Warren is the tech-bro who tried to be cool and invented cruelty as a hobby; he’s small, mean, and has the emotional depth of a cracked smartphone screen. He’s good with gadgets (dangerously good), petty, and powered by ego and jealousy, always angling for the spotlight and someone to blame. He wants to be taken seriously as a mastermind but ends up doing cowardly, selfish stuff — remembers to unplug things but not to be a decent human. There’s a pathetic, almost pitiful quality to him (collects action figures? definitely a loser vibe), which somehow makes his nastiness both frustrating and strangely human.

Caleb

Caleb is the chain-smoking, Bible-quoting wrecking ball — brutal, unhinged, and convinced he’s doing divine work, which is terrifyingly efficient. He’s physically brutal and ideologically furious, the kind of villain who grins while breaking things and thinks that’s virtue. He’s jaw-droppingly misogynistic and gleefully violent but also has these odd moments where he mutters a hymn or tries to be poetic and fails gloriously.
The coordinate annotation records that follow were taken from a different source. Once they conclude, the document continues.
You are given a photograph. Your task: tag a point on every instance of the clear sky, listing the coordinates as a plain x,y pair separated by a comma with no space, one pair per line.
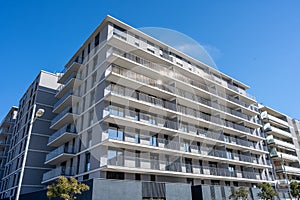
256,42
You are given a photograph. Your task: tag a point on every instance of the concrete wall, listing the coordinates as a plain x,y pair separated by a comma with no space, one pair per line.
114,189
175,191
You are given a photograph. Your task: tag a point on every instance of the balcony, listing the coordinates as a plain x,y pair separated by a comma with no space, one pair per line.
68,99
272,141
63,135
3,143
75,66
171,75
72,81
59,155
127,117
122,40
65,117
188,150
135,164
288,169
279,155
276,131
173,90
283,182
2,155
57,172
132,94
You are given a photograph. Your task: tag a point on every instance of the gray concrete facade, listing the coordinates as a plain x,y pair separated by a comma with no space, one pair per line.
26,173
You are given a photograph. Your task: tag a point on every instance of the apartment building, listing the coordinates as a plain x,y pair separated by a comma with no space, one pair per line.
281,135
25,166
6,130
133,108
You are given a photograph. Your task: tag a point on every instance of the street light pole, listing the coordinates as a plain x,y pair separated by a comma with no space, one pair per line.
34,116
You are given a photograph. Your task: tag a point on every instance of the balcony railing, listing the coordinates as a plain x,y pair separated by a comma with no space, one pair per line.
68,110
190,148
153,120
126,92
57,152
146,80
60,171
63,98
65,129
170,73
204,73
139,116
153,164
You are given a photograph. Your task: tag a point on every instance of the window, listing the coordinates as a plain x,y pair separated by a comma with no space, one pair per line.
153,140
117,111
87,162
92,98
94,78
231,169
154,161
87,70
85,86
137,159
89,48
188,165
82,122
116,133
78,164
186,145
115,157
229,154
138,177
226,138
97,37
137,137
91,117
89,138
183,127
95,61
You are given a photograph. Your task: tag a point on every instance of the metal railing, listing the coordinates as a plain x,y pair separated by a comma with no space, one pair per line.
140,116
155,164
66,129
63,113
146,80
58,151
59,171
170,73
129,38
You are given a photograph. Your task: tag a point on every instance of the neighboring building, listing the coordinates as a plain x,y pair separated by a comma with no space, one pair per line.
282,135
6,130
25,172
162,124
133,108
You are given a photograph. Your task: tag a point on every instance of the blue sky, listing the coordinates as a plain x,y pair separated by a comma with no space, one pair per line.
256,42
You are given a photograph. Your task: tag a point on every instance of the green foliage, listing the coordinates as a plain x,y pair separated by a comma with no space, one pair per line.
295,189
66,188
241,193
267,191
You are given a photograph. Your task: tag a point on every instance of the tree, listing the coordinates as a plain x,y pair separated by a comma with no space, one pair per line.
267,191
241,193
295,189
66,188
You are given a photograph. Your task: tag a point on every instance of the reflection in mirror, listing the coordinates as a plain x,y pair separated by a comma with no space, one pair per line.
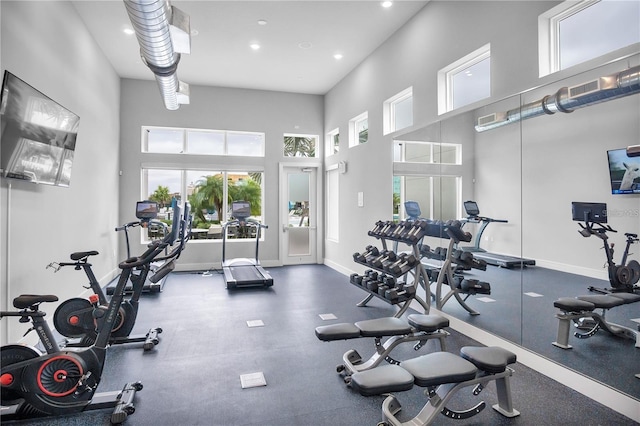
527,172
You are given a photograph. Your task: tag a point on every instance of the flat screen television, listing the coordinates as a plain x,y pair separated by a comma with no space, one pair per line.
624,172
37,135
589,212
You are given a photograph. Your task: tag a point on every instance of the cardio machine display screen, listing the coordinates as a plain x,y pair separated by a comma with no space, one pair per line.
146,210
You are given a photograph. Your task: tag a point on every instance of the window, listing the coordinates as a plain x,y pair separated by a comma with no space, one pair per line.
332,200
439,197
358,130
465,81
333,142
397,111
300,145
210,193
426,152
575,32
166,140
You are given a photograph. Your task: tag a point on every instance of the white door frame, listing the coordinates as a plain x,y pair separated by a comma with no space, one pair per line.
318,210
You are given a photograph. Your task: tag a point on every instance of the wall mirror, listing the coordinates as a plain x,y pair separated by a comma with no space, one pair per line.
524,161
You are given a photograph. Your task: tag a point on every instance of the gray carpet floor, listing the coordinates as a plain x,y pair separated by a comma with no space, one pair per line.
193,376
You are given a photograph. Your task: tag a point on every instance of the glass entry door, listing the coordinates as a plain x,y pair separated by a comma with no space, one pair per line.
298,215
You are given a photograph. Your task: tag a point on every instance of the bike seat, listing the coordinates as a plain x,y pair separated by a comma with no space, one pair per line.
82,254
26,300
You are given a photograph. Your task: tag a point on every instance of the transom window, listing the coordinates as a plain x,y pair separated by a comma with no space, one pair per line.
426,152
465,81
300,145
359,130
166,140
333,142
575,32
397,111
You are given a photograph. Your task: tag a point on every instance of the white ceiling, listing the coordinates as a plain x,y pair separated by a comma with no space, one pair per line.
220,52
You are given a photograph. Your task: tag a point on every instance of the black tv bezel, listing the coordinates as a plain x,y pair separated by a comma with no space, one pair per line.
67,152
580,209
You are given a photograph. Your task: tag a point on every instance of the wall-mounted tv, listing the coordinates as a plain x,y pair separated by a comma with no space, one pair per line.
37,135
624,172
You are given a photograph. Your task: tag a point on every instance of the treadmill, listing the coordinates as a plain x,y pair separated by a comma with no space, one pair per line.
243,272
495,259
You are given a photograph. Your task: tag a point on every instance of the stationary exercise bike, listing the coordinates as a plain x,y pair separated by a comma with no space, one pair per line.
622,277
74,318
62,381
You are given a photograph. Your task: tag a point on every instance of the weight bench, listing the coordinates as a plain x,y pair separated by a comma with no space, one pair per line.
418,327
443,374
580,310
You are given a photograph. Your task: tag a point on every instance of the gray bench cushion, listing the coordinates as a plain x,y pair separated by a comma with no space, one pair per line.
380,327
383,379
491,359
438,368
427,323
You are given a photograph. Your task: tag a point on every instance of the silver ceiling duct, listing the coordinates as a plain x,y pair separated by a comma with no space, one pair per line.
568,99
163,33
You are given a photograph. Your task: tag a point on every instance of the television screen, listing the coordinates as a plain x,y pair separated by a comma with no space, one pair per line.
589,212
624,172
37,135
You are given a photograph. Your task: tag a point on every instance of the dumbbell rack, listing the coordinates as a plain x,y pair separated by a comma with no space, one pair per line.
407,233
446,274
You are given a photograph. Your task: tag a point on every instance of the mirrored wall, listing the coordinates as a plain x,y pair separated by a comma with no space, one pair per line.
522,163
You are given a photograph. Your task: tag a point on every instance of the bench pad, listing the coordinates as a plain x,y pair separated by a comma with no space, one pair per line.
428,323
491,359
340,331
380,327
603,301
385,379
438,368
571,304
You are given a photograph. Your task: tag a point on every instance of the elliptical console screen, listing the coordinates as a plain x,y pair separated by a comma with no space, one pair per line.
241,210
589,212
471,207
146,210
He’s not subtle, he’s not neat, and he somehow shows up smelling faintly of motor oil and righteous fury; contradictory, single-minded, and very loud.

The First Evil

The First Evil is the cold, patient void that makes manipulation look like fine art — it doesn’t need a body, it just needs time, whispers, and your insecurities. It can take any dead face and wear it like a costume, which is unnerving because your memories betray you and the enemy is literally nothingness with a smile. It claims no desires and then very clearly desires the slow dismantling of everything you care about, all with dispassionate, almost maternal calm. It’s ancient and bored and therefore brilliant at sowing doubt, and it delights in being the smallest, quietest kind of terror — like a shadow you can’t quite find but you know it’s there.